I have a Windows application that currently renders graphics largely using MFC that I'd like to change to get better use out of the GPU. Most of the graphics are straightforward and could easily be built up into a scene graph, but some of the graphics could prove very difficult. Specifically, in addition to the normal mesh type objects, I'm also dealing with point clouds which are liable to contain billions of Cartesian stored in a very compact manner that use quite a lot of custom culling techniques to be displayed in real time (Example). What I'm looking for is a mechanism that does the bulk of the scene rendering to a buffer and then gives me access to that buffer, a z buffer, and camera parameters such that I can modify them before putting them out to the display. I'm wondering whether this is possible with Direct3D, OpenGL or possibly use a higher level framework like OpenSceneGraph, and what would be the best starting point? Given the software is Windows based, I'd probably prefer to use Direct3D as this is likely to lead to fewest driver issues which I'm eager to avoid. OpenSceneGraph seems to provide custom culling via octrees, which are close but not identical to what I'm using.

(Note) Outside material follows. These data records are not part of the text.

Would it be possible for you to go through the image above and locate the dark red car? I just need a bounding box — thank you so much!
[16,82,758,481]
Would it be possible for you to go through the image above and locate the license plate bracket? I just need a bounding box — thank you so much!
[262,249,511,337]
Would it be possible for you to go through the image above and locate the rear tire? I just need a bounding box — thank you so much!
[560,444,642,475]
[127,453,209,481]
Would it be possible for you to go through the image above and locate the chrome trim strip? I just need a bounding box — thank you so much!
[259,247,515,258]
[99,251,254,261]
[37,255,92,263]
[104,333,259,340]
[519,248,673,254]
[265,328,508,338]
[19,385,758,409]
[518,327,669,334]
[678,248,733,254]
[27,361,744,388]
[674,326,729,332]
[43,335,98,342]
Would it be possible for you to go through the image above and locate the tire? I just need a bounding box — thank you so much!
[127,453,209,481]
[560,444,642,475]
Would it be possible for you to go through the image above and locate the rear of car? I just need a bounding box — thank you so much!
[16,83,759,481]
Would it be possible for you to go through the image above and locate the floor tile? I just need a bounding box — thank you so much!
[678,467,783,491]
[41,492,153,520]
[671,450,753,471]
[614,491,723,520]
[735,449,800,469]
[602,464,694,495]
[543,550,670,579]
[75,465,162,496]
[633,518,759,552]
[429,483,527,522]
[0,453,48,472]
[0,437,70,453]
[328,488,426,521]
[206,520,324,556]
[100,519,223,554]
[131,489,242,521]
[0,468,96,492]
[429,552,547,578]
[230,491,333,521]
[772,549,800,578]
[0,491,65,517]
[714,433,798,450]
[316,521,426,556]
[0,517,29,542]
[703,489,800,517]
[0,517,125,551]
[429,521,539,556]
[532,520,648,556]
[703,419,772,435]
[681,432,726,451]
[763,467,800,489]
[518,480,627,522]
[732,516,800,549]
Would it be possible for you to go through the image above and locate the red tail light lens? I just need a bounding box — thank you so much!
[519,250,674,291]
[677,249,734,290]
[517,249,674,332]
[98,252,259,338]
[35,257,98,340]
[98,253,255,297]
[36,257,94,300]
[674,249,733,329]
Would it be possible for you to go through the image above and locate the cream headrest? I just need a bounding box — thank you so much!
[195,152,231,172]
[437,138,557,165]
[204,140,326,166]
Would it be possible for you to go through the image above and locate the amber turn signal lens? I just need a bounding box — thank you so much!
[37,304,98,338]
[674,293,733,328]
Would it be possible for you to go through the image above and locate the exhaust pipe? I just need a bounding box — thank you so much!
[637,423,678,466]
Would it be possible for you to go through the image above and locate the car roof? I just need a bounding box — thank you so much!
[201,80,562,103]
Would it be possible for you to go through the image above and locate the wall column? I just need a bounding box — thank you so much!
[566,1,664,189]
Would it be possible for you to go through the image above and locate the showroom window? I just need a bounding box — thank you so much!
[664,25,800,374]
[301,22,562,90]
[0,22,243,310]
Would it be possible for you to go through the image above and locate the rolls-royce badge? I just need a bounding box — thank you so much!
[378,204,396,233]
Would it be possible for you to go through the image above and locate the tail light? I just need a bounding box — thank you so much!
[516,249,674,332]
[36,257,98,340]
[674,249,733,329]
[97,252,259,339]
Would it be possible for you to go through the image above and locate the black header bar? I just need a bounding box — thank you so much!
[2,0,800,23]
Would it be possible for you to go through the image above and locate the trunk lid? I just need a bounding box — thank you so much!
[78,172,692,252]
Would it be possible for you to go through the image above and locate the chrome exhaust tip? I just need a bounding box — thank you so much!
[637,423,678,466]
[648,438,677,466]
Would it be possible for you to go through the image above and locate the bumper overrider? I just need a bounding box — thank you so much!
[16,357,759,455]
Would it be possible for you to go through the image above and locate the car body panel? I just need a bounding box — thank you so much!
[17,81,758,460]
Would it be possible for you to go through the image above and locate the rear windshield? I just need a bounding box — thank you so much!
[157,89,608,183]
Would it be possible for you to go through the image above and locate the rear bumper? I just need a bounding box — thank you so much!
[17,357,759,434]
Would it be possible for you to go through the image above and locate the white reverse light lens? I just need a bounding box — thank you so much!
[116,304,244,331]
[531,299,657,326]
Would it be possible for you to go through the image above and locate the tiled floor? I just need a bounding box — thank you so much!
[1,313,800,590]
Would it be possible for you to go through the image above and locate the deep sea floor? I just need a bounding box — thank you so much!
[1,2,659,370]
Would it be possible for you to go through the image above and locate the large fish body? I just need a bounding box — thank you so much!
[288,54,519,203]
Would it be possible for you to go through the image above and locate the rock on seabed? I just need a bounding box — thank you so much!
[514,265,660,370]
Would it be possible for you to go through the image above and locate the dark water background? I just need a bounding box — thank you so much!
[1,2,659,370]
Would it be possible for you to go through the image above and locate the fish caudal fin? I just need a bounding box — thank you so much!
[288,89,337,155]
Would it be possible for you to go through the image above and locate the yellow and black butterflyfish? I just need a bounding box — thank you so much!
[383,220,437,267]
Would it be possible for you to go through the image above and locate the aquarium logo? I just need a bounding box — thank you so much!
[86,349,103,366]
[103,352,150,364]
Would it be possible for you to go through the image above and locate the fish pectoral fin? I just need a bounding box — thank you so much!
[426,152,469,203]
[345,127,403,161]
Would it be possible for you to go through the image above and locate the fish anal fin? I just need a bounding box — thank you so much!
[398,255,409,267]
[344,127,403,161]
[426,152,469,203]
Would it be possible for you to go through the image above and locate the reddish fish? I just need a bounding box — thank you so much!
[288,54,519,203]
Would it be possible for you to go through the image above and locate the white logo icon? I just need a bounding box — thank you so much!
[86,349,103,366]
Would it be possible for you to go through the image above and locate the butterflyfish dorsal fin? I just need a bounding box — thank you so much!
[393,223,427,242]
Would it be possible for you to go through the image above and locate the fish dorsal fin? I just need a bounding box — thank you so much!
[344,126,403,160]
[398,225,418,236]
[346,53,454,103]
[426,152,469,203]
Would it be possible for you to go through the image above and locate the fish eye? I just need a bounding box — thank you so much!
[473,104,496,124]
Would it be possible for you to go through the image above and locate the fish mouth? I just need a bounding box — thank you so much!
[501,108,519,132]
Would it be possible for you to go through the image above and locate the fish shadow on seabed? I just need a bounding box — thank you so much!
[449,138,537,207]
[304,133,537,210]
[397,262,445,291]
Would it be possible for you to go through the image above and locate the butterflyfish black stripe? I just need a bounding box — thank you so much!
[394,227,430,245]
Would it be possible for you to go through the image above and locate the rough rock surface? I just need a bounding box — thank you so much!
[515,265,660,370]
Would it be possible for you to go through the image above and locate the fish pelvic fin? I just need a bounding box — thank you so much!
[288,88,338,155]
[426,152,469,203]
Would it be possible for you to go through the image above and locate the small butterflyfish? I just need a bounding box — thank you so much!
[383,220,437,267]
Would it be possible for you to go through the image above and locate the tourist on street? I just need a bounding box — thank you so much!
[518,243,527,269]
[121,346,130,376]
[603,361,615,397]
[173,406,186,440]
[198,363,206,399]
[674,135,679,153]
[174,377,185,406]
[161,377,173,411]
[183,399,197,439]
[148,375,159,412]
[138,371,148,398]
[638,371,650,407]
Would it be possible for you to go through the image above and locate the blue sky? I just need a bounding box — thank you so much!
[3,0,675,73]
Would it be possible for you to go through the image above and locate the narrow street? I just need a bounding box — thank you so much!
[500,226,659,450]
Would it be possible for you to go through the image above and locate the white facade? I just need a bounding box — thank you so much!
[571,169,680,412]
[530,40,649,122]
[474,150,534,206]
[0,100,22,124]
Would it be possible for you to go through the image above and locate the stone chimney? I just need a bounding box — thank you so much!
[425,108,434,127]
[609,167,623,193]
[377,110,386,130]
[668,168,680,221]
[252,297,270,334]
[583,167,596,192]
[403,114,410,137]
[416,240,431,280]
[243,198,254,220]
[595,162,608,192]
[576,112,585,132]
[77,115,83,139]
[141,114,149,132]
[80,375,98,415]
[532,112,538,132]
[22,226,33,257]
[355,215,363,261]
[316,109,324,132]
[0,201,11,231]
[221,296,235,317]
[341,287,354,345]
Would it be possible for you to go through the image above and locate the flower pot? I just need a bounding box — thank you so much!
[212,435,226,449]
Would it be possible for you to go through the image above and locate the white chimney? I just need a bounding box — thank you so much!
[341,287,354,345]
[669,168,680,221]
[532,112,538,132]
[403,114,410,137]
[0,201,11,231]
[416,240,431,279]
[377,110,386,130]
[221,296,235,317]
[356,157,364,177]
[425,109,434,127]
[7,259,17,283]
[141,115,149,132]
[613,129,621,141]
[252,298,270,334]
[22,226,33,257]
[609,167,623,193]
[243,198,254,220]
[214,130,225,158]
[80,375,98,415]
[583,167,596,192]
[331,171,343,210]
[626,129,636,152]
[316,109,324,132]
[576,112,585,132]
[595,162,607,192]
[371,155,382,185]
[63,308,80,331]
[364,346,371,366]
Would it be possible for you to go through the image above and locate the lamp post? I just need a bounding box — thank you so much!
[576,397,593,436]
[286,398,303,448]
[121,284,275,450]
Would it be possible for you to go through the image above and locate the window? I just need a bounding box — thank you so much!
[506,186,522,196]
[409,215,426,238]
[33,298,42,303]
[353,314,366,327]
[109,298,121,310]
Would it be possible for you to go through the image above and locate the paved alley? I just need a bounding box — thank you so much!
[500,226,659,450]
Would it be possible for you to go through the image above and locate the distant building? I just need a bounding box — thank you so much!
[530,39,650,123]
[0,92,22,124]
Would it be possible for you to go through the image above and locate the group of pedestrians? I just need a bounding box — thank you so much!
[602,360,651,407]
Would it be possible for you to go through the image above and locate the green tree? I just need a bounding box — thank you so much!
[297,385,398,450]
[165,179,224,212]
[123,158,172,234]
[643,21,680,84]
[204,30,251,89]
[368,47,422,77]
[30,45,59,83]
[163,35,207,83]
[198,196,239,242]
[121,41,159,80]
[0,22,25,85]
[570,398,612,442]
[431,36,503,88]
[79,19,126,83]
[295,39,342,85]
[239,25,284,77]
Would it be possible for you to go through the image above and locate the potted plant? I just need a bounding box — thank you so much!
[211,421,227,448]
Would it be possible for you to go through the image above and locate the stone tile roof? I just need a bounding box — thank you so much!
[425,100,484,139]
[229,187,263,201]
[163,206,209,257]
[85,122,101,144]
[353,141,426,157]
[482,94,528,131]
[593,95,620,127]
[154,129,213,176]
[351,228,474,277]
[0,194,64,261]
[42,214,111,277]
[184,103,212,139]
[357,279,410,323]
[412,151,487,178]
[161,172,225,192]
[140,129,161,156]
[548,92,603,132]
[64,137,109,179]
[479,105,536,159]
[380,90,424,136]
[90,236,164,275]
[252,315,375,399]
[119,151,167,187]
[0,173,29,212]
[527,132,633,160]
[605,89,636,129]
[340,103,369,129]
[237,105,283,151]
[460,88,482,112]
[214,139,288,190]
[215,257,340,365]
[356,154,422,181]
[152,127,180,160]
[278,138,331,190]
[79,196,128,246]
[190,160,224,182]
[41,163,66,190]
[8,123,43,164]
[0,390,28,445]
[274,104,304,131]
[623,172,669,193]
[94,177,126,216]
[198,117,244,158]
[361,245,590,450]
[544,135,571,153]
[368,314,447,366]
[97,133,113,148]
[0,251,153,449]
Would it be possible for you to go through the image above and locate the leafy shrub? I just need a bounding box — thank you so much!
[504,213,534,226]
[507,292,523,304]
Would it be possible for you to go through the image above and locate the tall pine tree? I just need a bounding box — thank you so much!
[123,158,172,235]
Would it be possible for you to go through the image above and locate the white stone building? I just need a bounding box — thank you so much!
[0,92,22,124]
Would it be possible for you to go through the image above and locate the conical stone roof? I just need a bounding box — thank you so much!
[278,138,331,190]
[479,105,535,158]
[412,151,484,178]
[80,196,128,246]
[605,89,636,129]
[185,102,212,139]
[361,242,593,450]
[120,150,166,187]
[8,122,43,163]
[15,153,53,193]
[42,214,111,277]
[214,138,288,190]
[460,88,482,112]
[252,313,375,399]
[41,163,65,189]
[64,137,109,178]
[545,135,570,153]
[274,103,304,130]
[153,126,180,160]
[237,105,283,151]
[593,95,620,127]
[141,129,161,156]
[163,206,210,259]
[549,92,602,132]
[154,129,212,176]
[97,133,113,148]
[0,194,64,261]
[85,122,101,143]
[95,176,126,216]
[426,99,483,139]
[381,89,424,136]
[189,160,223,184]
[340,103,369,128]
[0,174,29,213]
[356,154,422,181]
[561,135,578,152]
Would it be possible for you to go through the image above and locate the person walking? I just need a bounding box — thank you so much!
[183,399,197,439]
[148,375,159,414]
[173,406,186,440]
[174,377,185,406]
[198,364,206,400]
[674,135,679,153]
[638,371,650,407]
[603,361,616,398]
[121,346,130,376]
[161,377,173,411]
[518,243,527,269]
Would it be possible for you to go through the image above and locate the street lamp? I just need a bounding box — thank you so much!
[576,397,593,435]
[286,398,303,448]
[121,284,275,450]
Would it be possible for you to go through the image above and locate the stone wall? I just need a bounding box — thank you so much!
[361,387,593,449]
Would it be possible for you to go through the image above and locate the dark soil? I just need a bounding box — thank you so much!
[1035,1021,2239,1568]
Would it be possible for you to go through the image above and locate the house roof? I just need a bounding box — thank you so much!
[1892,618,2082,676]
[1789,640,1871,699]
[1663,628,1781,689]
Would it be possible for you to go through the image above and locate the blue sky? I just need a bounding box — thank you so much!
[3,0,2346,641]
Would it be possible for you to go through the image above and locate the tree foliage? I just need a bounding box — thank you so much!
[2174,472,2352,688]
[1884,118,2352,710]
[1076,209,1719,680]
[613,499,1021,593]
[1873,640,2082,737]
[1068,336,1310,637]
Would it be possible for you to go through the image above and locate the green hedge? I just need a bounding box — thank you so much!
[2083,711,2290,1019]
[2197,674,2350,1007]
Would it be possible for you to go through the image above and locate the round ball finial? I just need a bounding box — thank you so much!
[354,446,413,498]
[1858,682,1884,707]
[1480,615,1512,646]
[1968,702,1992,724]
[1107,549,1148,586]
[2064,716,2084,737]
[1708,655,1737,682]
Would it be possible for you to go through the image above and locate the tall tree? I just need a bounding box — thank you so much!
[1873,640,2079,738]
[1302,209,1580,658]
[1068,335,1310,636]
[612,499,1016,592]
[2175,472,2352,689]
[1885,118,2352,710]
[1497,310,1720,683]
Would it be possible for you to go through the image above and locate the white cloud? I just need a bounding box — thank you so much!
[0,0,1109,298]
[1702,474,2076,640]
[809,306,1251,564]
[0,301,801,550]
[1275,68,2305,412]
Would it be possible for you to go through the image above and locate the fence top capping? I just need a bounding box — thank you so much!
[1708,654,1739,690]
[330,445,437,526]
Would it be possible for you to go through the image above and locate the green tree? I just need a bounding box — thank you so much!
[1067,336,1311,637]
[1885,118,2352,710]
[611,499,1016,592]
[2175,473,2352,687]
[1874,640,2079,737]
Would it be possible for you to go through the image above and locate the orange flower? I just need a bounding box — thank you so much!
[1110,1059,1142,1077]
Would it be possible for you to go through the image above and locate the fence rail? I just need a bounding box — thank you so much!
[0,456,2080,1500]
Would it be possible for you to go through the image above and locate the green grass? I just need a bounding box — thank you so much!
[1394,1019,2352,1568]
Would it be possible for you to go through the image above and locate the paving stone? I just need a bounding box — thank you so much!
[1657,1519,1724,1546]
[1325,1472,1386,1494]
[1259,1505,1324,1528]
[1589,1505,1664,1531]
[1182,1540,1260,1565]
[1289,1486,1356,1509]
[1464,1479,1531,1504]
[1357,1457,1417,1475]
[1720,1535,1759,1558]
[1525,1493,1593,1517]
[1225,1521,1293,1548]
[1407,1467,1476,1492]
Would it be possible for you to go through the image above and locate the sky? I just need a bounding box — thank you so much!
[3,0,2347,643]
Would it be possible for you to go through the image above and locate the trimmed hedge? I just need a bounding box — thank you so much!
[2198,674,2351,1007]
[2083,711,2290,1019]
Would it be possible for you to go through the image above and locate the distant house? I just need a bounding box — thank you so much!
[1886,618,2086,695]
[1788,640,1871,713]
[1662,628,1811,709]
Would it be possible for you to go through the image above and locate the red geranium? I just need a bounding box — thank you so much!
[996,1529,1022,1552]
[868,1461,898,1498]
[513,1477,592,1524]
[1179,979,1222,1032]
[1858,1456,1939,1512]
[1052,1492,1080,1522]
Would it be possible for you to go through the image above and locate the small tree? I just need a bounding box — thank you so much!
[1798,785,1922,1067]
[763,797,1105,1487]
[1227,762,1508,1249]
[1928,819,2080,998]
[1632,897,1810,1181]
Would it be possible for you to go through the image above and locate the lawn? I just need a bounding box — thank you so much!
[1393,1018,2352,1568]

Edit: To clarify a bit more, currently I have the following;
A display list / scene in memory which will typically contain up to a few million triangles, lines, and pieces of text, which I cull in software and output to a bitmap using low performing drawing primitives
A point cloud in memory which may contain billions of points in a highly compressed format (~4.5 bytes per 3d point) which I cull and output to the same bitmap
Cursor information that gets added to the bitmap prior to output
A camera, z-buffer and attribute buffers for navigation and picking purposes
The slow bit is the highlighted part of section 1 which I'd like to replace with GPU rendering of some kind. The solution I envisage is to build a scene for the GPU, render it to a bitmap (with matching z-buffer) based on my current camera parameters and then add my point cloud prior to output.
Alternatively, I could move to a scene based framework that managed the cameras and navigation for me and provide points in view as spheres or splats based on volume and level of detail during the rendering loop. In this scenario I'd also need to be able add cursor information to the view.
In either scenario, the hosting application will be MFC C++ based on VS2017 which would require too much work to change for the purposes of this exercise.